Upon reflection, I decided that the two leggers bed coverings would make an acceptable burrow as well as being ideally located for a major bushwacking. So, while the two leggers were out of the room and no witnesses were present, I slipped silently beneath the covers. Making sure to pick a location near a pillow so that the lump would conceal my presence, I lay in wait.
I didn't have to wait long. Tiger Lily skulked in to the room and soon jumped up onto the bed. Tiger Lily has always considered the pillow of the female two legger to be her rightful sleeping place. I waited while she settled in, completely ignorant of the fact that a world class smacking was only six inches away.

I must admit that it took every bit of concentration available to me not to let an anticipatory snicker escape, possibly alerting my prey.
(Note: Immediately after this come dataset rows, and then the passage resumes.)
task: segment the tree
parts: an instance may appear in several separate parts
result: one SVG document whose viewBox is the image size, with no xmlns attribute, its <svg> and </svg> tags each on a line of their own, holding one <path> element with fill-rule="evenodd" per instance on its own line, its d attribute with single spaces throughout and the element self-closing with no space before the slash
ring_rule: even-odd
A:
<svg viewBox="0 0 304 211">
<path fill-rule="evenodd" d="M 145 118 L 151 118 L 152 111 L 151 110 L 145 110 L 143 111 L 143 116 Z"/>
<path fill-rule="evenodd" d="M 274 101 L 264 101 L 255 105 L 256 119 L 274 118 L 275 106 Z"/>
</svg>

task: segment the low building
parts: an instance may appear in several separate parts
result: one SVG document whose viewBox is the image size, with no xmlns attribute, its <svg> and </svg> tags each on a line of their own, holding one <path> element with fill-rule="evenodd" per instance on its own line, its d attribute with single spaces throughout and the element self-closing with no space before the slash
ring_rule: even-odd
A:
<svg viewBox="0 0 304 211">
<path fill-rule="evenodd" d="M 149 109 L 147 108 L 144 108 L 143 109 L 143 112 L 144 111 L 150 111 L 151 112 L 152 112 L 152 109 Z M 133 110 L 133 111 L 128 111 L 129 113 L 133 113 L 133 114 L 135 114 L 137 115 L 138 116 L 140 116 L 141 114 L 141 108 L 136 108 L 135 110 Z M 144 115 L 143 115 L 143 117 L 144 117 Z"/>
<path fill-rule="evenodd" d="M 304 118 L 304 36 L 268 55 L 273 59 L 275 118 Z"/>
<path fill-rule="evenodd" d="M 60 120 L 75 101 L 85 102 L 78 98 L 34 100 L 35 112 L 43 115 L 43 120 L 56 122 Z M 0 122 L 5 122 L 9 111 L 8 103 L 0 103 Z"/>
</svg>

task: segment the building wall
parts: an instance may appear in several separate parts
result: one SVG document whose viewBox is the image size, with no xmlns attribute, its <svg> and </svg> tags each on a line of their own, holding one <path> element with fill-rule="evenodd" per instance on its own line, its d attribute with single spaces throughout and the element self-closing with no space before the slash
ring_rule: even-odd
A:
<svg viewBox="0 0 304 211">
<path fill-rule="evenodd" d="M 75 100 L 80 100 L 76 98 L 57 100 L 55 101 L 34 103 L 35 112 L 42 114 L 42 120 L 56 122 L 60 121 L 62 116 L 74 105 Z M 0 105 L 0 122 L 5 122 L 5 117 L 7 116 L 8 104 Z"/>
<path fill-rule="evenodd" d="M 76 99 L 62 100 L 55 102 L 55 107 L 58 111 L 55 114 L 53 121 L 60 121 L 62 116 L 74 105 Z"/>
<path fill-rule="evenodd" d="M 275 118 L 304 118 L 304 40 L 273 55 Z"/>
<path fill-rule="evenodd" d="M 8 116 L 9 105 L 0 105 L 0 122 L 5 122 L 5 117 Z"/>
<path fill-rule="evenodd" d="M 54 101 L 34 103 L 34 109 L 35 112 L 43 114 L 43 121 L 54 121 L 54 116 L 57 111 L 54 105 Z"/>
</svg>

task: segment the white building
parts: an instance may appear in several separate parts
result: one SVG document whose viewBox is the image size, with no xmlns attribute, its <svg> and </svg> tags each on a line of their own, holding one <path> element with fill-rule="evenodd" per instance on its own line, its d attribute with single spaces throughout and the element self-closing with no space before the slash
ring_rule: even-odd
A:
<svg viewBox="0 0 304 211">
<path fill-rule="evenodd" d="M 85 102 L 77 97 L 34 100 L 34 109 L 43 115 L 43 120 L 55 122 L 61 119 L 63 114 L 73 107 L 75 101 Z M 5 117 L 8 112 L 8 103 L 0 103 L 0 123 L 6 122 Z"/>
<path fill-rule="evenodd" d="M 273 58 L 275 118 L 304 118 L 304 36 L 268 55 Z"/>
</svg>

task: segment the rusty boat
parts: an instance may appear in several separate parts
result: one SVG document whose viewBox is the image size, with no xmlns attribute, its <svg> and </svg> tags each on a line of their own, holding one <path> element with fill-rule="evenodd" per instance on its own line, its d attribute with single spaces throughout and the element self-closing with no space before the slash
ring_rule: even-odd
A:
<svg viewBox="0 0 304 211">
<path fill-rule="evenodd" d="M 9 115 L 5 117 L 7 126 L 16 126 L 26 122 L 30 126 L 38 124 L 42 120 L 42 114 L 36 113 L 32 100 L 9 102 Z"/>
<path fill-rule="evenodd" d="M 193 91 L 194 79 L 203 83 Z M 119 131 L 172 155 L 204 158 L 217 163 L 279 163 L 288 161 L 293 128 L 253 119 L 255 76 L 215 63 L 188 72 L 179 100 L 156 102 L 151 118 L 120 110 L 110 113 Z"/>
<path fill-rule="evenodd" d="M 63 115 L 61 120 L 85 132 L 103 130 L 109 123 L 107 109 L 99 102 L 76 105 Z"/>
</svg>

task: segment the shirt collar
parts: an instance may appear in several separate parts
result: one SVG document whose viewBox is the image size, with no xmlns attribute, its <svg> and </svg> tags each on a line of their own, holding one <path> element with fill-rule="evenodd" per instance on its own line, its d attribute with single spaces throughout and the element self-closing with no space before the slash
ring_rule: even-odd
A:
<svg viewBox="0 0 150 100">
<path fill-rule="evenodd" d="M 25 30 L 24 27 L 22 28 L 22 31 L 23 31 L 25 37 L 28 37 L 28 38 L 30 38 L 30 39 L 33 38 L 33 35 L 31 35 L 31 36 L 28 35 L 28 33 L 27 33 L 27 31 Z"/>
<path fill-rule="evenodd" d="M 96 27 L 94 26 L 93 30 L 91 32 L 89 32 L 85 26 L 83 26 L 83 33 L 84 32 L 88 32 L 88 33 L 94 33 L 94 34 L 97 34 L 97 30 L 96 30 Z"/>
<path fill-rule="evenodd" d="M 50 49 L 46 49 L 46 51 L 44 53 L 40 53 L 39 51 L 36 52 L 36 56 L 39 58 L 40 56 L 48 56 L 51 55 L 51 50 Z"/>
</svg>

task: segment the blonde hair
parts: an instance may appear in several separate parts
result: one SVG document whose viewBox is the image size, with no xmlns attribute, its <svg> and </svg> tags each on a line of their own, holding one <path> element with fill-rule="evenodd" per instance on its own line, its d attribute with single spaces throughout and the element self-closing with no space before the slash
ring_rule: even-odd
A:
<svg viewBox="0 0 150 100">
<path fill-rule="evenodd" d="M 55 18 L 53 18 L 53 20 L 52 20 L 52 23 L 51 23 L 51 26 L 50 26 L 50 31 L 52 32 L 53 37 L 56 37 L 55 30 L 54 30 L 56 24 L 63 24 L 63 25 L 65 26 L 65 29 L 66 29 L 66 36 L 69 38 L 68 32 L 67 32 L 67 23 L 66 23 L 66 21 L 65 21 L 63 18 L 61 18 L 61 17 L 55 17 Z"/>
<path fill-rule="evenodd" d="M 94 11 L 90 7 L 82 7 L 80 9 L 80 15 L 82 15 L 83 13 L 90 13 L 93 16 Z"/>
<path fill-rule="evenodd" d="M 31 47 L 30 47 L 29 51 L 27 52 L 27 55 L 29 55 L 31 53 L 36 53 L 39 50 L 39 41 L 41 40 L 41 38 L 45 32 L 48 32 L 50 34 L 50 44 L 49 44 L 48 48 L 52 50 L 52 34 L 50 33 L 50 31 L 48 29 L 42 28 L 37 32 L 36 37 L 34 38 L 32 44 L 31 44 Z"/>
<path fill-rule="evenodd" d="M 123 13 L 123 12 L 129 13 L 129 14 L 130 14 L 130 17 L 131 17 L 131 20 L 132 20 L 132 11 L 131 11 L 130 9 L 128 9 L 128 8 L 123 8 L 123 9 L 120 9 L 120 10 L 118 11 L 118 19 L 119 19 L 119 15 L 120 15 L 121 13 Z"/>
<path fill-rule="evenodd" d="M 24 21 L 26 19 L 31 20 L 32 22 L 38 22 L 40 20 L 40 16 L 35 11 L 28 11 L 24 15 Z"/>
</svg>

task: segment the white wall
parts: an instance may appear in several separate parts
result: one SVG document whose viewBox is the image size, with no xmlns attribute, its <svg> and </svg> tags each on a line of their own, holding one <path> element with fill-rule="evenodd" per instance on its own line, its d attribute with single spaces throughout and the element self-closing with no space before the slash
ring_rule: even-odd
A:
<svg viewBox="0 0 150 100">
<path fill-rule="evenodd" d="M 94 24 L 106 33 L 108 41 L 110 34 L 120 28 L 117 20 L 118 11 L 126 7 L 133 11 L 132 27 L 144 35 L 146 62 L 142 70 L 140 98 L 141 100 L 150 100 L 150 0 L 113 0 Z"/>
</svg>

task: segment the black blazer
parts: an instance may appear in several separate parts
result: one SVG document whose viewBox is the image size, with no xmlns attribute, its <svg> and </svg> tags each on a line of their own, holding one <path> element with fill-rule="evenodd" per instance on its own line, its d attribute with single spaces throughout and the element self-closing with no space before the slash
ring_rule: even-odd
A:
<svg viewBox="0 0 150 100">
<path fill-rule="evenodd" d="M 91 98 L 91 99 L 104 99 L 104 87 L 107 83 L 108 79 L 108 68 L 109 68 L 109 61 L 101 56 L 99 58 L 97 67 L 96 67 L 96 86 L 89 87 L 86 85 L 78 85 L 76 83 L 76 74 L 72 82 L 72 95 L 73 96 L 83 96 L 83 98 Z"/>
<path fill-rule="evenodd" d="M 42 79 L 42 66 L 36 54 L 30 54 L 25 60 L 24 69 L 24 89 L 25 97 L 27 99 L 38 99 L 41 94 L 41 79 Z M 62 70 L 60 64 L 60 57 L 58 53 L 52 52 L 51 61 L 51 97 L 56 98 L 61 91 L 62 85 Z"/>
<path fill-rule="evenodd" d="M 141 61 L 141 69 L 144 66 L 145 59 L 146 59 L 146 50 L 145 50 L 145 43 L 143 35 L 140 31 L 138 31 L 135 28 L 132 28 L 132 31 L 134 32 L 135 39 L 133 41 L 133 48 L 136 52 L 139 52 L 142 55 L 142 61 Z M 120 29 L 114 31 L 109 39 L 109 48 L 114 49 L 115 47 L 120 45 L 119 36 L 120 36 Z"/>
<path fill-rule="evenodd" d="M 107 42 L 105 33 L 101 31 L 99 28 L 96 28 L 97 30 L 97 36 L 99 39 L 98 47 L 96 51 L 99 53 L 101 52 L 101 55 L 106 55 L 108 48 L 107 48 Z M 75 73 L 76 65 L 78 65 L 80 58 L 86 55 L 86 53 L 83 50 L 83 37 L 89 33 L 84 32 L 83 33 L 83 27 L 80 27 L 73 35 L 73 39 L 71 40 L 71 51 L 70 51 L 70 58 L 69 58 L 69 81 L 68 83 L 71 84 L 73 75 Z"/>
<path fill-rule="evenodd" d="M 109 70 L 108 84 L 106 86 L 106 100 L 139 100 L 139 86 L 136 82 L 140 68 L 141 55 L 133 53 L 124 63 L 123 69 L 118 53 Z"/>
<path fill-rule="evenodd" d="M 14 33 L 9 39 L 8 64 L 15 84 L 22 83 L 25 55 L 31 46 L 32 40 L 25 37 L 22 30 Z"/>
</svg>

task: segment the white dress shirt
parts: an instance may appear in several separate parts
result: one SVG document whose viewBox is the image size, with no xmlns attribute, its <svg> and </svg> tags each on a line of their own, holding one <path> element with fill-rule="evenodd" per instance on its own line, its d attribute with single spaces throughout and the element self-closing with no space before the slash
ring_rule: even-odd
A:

However, I was able to contain my glee and wait until she was settled and completely relaxed. As I lay there, I suddenly had a change of heart. Make no mistake, I was still gonna torment her, but occasionally one has to change things up a bit. I knew she was expecting a smack at some time today, therefore, I must do the unexpected.

I judged the moment to be right. Like a beast from Hades, I erupted from my fluffy cave, stood on my hind legs and waved my front paws in the classic "boogatation" posture. Seldom have I ever been rewarded with such a wonderful response. Tiger Lily levitated four tailspans straight up, simultaneously poofing to three times her normal size. As she landed with her legs already in full flee mode, her claws found instant purchase launching her straight into the bedstand knocking over a lamp. Realizing this would bring down the wrath of the two leggers, I immediately repaired back to my burrow beneath the bedspread.
The male two legger entered right on cue to chastise Tiger Lily. As always, I believe he suspected my involvement, but being unable to locate my lair, he had to satisfy himself with berating the Tiger Lily.

There is much to be learned from nature.